DeepMind Unveils Gemini Robotics-ER 1.6 for Enhanced Physical AI

Google DeepMind has launched Gemini Robotics-ER 1.6, a powerful new foundation robotics AI model. This advanced system significantly boosts spatial reasoning and multi-view understanding, aiming to bring greater autonomy to robots.

The model offers high-level reasoning for task planning and tool integration, including native access to Google Search, vision-language-action capabilities, and user-defined functions. Key improvements enhance precision object detection and categorization, vital for tasks like parcel sorting or domestic cleaning.

Gemini Robotics-ER 1.6 excels in relational logic, allowing robots to make comparisons, identify specific objects, and understand directional commands. It also refines trajectory mapping for optimal object grasping.
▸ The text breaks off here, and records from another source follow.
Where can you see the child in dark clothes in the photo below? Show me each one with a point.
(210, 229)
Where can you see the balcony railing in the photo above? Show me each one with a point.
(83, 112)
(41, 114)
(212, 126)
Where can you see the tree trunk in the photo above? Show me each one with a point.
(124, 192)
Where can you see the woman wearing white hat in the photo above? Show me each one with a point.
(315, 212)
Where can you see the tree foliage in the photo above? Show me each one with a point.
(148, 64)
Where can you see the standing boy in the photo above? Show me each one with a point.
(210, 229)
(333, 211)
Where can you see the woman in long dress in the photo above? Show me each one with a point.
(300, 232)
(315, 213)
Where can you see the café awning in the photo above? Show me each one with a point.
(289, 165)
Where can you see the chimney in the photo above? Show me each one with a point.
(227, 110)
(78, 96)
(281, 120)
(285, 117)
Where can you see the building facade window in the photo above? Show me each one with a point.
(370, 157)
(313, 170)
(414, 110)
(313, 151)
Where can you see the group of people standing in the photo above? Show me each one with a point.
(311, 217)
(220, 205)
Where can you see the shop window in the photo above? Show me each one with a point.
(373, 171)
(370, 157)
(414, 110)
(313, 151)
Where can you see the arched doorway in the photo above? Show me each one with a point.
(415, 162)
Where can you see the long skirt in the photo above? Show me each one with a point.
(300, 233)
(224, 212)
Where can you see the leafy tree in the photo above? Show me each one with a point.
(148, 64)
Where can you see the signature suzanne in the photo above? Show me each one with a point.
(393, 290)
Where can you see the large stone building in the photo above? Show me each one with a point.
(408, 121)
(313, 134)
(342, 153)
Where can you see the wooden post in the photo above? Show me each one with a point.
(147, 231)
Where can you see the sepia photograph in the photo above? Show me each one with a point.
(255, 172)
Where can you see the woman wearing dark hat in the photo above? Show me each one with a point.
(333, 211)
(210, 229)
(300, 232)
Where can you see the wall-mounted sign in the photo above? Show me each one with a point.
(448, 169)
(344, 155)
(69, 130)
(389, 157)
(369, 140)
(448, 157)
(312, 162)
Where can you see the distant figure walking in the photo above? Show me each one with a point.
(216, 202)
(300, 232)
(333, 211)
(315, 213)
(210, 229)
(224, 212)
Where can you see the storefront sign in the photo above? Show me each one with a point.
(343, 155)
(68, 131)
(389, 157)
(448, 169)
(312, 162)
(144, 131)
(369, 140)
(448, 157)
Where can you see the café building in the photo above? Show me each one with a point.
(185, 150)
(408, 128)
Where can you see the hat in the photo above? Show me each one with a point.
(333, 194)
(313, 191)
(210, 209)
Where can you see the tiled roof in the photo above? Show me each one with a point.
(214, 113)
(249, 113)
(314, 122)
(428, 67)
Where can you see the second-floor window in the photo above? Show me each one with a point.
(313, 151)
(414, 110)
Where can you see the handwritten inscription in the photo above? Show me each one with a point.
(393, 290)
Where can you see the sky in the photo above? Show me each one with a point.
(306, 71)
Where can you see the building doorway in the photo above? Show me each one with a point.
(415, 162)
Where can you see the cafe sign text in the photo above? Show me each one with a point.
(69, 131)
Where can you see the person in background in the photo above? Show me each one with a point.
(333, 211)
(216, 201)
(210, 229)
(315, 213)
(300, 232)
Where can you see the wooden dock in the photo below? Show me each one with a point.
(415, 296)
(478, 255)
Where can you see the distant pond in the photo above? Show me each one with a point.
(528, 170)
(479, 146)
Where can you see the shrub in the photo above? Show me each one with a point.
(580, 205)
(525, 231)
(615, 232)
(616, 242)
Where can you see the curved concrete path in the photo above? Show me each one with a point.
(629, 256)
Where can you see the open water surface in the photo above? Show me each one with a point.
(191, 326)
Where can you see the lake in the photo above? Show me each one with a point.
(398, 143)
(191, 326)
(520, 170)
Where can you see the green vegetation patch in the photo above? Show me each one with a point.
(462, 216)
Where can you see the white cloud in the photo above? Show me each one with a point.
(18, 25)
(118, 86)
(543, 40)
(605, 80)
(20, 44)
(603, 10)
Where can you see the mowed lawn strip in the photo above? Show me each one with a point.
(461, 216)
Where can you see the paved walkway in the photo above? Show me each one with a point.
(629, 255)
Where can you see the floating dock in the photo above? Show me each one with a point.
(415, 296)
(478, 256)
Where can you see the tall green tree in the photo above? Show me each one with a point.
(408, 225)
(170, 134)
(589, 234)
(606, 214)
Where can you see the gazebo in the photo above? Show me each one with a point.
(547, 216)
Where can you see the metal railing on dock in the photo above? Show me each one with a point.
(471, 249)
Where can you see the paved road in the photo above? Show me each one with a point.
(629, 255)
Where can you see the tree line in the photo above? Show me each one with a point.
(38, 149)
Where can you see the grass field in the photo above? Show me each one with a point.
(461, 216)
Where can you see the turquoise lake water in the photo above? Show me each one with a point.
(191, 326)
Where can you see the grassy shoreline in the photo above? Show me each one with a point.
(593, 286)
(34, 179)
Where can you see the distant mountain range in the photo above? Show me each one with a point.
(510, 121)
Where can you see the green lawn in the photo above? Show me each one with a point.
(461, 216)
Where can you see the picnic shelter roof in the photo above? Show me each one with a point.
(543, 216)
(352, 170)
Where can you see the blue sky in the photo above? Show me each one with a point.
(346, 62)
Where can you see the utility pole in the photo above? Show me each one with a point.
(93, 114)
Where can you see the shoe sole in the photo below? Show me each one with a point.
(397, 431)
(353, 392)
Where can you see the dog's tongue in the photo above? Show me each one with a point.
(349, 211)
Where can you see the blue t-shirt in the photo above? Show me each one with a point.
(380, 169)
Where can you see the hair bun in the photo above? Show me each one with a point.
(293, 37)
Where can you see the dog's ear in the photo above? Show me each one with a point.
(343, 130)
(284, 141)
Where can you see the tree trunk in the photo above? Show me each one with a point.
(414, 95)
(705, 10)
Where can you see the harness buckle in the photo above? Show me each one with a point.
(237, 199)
Researchers have also focused on the model's ability to interpret complex visual information, such as reading gauges and instruments. This capability is crucial for operating autonomously in diverse environments like factories, warehouses, and homes.

According to Marco da Silva, VP at Boston Dynamics, enhanced instrument reading and task reasoning will enable robots like Spot to perceive, comprehend, and autonomously respond to real-world challenges.

The model achieves this accuracy through agentic vision, integrating visual reasoning with code execution. It analyzes images for fine details, uses code to estimate proportions, and then employs its reasoning engine for interpretation.